Abstract

Whitfield explores the transnational recreation of a nineteenthcentury event in twentieth-century fictions and their exemplary role in serving local concerns while also connecting old and new homelands and bridging a century-long temporal divide. She shows how in the nineteenth century Welsh emigrants founded settlements in Patagonia, Argentina, with the hope that in this then geographically isolated diaspora, they could maintain their Welsh language and culture better than in a homeland dominated by the power of the British Empire and the English language. The attempt ultimately failed, but in the late twentieth century novels published in Argentina and Wales (in Welsh, Spanish, and English) have offered new representations of life in these settlements.
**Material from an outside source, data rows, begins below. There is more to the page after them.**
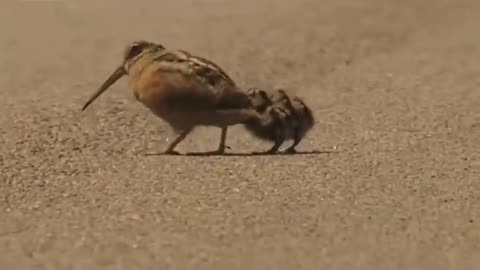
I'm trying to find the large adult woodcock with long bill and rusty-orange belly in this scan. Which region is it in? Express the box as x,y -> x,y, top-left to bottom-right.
82,40 -> 265,155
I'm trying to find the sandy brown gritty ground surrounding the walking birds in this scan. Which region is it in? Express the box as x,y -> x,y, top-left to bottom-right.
0,0 -> 480,270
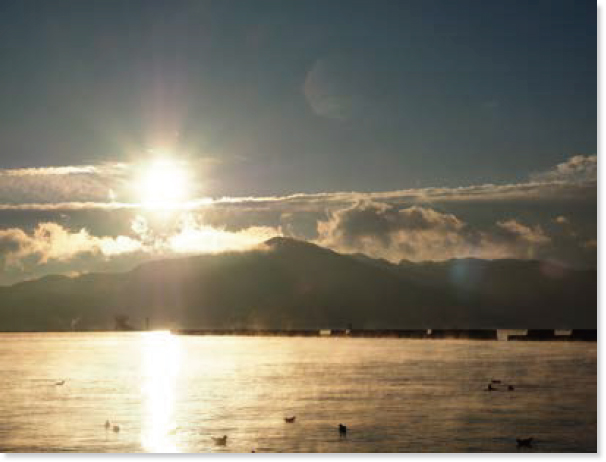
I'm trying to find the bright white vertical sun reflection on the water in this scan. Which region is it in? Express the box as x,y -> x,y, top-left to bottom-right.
141,331 -> 181,453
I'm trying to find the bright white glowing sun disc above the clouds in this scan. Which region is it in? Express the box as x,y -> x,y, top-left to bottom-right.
136,159 -> 191,208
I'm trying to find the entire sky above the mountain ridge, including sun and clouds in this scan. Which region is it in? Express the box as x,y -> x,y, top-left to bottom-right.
0,0 -> 597,284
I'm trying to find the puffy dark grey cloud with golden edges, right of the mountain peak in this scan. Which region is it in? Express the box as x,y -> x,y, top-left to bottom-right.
317,202 -> 551,262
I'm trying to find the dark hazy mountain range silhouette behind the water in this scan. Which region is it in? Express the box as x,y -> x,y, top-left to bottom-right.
0,237 -> 597,331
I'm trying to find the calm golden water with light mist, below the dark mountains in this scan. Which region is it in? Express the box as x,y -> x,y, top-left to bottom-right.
0,333 -> 597,452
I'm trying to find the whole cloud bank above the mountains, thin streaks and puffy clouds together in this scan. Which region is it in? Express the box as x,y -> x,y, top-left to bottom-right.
0,156 -> 597,280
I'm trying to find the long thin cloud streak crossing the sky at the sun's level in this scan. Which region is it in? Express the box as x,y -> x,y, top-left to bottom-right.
0,156 -> 597,213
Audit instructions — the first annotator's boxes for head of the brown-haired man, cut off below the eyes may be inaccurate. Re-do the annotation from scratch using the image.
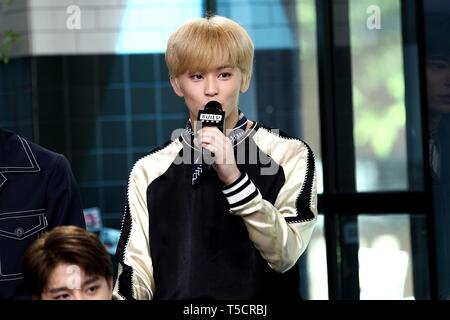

Whitfield analyzes the various reasons for this reconsideration, such as the attraction of a not fully national Argentine identity in the aftermath of some failures of the Argentine state. In Wales, she shows, ever since 1962, when the playwright and activist Saunders Lewis referred to the Patagonia expedition as “that daring experiment to create a Welsh homeland,” the Patagonian past has been invoked as a model for a future, autonomous Wales. In addition, the immigrants’ landing in Patagonia in 1865 has been widely credited with reviving the interest of Welsh descendants in their parents’ and grandparents’ history. The singularity of the Welsh Patagonian narrative, Whitfield argues, is that it preserves for an Argentine nation of immigrants the memory and legacy of a particular group with peculiarly utopian aspirations, whose leaders settled new frontiers for the nation.